The profile has been widely promoted by party newspapers and websites, and its anonymous author was described as “special commentator,” a title usually used for articles with high-level endorsement.
“I never saw anything like this for Jiang Zemin or Hu Jintao,” said Deng, the former editor, who used to work for Study Times. “They didn’t get this treatment.”
Xi “grew up with an inheritance of red genes, was tempered by harsh setbacks and suffering, and has steeled himself in complicated international struggle,” the profile said, referring to his revolutionary background and career.
“The lion of the east has woken,” it said, referring to China. “But it faces tremendous risks of being surrounded by tigers and wolves and suffering even more intense strategic encirclement, clashes and meddling.”

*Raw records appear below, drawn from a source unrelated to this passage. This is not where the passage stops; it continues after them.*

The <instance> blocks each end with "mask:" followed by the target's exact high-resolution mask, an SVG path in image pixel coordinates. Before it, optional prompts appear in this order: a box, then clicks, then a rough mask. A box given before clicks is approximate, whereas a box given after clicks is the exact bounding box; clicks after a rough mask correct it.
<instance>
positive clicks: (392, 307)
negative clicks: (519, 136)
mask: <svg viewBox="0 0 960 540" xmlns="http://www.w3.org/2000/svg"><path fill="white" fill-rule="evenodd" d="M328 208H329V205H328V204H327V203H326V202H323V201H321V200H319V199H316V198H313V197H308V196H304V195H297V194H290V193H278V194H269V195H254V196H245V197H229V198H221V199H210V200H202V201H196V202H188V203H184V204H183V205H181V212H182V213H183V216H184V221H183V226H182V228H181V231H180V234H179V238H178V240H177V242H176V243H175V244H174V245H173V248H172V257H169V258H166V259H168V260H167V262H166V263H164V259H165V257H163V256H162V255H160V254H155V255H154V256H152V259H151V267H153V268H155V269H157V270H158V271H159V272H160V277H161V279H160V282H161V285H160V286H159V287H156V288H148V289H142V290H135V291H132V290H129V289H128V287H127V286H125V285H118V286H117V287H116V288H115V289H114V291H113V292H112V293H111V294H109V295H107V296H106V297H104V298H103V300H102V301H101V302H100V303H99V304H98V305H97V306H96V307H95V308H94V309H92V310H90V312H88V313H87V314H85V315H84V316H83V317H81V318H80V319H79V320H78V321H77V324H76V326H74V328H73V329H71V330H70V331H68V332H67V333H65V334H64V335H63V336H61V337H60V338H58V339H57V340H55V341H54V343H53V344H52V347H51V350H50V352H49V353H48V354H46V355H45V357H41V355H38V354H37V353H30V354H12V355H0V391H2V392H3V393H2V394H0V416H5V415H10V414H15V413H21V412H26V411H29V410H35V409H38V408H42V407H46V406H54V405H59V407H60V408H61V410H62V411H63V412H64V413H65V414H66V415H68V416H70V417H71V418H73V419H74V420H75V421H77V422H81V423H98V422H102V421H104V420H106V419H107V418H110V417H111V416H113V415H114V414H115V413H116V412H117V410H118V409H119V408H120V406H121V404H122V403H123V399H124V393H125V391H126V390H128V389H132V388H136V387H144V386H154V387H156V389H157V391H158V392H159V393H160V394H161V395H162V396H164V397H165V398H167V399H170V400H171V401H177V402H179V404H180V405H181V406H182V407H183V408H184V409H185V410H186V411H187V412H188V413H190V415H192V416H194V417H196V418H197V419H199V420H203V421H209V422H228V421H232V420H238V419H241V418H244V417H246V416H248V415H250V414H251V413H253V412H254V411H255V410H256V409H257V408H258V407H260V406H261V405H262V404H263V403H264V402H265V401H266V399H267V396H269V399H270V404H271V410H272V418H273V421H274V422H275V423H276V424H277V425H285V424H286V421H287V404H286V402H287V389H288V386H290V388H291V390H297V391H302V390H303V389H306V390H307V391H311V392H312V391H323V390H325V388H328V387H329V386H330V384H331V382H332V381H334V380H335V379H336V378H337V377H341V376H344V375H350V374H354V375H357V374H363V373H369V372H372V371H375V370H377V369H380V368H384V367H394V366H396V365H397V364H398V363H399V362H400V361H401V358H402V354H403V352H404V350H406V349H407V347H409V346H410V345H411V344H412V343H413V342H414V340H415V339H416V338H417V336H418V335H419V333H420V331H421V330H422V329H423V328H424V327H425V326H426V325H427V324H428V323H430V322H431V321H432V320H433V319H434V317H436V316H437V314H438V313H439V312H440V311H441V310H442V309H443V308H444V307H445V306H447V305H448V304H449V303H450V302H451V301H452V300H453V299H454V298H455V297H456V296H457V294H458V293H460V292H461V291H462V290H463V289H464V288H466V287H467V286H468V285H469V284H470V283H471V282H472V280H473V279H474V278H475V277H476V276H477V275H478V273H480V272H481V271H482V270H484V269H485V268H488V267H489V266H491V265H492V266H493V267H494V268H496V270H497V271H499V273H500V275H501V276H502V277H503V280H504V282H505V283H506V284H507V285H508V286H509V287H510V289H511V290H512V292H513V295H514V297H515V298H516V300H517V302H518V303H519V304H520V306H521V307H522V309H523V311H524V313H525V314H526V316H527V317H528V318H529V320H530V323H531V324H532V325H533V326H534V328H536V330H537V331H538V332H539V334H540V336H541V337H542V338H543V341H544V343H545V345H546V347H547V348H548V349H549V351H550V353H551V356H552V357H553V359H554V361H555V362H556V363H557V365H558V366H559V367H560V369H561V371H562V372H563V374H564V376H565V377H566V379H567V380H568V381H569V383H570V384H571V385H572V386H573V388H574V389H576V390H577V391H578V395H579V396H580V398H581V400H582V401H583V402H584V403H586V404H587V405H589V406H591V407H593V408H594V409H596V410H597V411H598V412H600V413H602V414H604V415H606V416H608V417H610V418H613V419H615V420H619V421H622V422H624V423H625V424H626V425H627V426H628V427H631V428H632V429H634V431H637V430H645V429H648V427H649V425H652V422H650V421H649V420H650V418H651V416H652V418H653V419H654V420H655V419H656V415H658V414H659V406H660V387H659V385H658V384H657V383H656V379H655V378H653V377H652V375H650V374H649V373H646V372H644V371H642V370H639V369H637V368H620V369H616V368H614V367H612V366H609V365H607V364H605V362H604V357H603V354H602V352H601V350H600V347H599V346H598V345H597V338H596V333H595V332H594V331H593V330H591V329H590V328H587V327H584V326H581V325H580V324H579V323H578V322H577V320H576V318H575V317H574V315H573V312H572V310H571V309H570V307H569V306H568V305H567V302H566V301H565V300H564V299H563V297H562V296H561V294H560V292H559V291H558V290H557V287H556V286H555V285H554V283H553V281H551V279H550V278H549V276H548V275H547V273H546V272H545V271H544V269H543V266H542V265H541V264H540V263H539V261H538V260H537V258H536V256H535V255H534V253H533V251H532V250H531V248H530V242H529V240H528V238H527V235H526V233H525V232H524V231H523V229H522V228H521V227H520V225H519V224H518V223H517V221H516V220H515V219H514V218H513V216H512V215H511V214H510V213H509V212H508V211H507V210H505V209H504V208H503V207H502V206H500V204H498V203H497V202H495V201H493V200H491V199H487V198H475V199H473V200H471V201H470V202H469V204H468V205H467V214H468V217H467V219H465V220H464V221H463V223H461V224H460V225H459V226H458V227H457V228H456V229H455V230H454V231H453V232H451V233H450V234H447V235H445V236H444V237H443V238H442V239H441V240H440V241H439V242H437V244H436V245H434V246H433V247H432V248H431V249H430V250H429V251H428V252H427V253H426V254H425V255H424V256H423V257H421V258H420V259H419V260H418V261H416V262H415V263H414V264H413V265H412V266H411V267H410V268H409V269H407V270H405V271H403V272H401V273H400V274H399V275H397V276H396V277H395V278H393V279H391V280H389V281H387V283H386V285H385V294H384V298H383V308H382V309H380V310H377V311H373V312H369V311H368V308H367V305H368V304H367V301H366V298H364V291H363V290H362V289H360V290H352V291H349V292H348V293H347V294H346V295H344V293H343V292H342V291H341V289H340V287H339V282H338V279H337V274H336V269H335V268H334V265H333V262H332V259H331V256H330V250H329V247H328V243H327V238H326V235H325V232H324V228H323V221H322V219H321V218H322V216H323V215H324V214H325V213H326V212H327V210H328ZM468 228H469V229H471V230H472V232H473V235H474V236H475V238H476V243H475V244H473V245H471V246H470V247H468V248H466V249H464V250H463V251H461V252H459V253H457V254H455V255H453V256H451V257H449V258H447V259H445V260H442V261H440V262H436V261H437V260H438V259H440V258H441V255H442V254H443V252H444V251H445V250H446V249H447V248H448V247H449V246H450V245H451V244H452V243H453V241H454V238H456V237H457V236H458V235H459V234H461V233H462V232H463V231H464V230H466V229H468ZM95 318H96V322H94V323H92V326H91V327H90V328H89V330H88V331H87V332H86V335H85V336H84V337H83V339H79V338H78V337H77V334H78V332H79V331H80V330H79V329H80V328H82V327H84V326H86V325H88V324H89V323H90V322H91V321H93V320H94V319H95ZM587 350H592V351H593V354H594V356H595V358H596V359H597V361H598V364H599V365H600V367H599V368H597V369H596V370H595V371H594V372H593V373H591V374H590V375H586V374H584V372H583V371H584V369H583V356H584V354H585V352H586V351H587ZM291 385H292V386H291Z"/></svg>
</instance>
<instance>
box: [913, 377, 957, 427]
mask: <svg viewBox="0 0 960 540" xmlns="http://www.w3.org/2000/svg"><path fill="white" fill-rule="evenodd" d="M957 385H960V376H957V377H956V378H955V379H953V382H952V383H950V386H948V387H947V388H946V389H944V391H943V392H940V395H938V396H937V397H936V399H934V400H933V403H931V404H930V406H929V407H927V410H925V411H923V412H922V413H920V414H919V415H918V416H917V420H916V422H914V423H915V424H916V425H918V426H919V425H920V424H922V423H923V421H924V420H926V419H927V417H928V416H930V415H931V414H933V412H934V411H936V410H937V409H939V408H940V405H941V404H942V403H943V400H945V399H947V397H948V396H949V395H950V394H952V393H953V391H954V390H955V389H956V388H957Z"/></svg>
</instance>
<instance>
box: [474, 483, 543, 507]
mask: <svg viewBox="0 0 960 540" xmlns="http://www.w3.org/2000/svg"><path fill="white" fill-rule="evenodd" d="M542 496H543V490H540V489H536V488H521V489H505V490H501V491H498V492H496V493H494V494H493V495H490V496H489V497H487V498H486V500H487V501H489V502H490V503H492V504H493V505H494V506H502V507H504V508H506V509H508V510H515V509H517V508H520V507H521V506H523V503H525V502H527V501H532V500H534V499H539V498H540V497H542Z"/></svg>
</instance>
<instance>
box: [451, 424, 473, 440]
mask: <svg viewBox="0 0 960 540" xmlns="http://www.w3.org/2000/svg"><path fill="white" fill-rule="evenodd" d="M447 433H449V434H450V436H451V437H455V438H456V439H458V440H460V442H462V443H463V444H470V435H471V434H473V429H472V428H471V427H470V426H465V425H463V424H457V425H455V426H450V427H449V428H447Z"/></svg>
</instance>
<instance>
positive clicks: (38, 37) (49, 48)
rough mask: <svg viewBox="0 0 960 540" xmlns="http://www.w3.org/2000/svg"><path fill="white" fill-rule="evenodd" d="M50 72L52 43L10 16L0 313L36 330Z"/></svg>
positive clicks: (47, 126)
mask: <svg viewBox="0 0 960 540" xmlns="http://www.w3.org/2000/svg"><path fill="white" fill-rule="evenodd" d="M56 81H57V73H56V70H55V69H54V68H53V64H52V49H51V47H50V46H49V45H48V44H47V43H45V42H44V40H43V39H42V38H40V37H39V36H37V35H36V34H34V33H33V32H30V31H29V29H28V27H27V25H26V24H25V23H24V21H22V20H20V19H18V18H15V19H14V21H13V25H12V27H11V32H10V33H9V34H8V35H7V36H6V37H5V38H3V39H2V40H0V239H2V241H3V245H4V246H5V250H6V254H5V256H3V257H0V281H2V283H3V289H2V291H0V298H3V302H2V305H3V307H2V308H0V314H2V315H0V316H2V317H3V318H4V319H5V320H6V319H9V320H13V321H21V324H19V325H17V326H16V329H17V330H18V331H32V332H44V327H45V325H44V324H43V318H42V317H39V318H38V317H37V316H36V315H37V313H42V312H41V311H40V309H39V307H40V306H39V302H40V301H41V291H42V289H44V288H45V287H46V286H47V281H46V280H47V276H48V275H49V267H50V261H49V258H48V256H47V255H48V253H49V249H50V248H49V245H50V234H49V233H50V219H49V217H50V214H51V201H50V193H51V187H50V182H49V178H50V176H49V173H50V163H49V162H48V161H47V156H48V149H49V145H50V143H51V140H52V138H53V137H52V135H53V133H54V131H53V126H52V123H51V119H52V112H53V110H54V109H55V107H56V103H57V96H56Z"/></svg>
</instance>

The profile also said Xi personally pushed through difficult and contentious policy changes in his first five years in power, including building artificial islands fitted with military installations in the disputed South China Sea.
“In the South China Sea, he personally decided on building islands and consolidating reefs,” the profile said. Xi had, it said, “built a robust strategic base for ultimately prevailing in the struggle to defend the South China Sea, and has in effect constructed a Great Wall at sea.”
Xi’s power has already unsettled critics, including some inside the party, who worry that he has destabilized norms of collective leadership that can slow decision-making but also prevent dangerous overreach.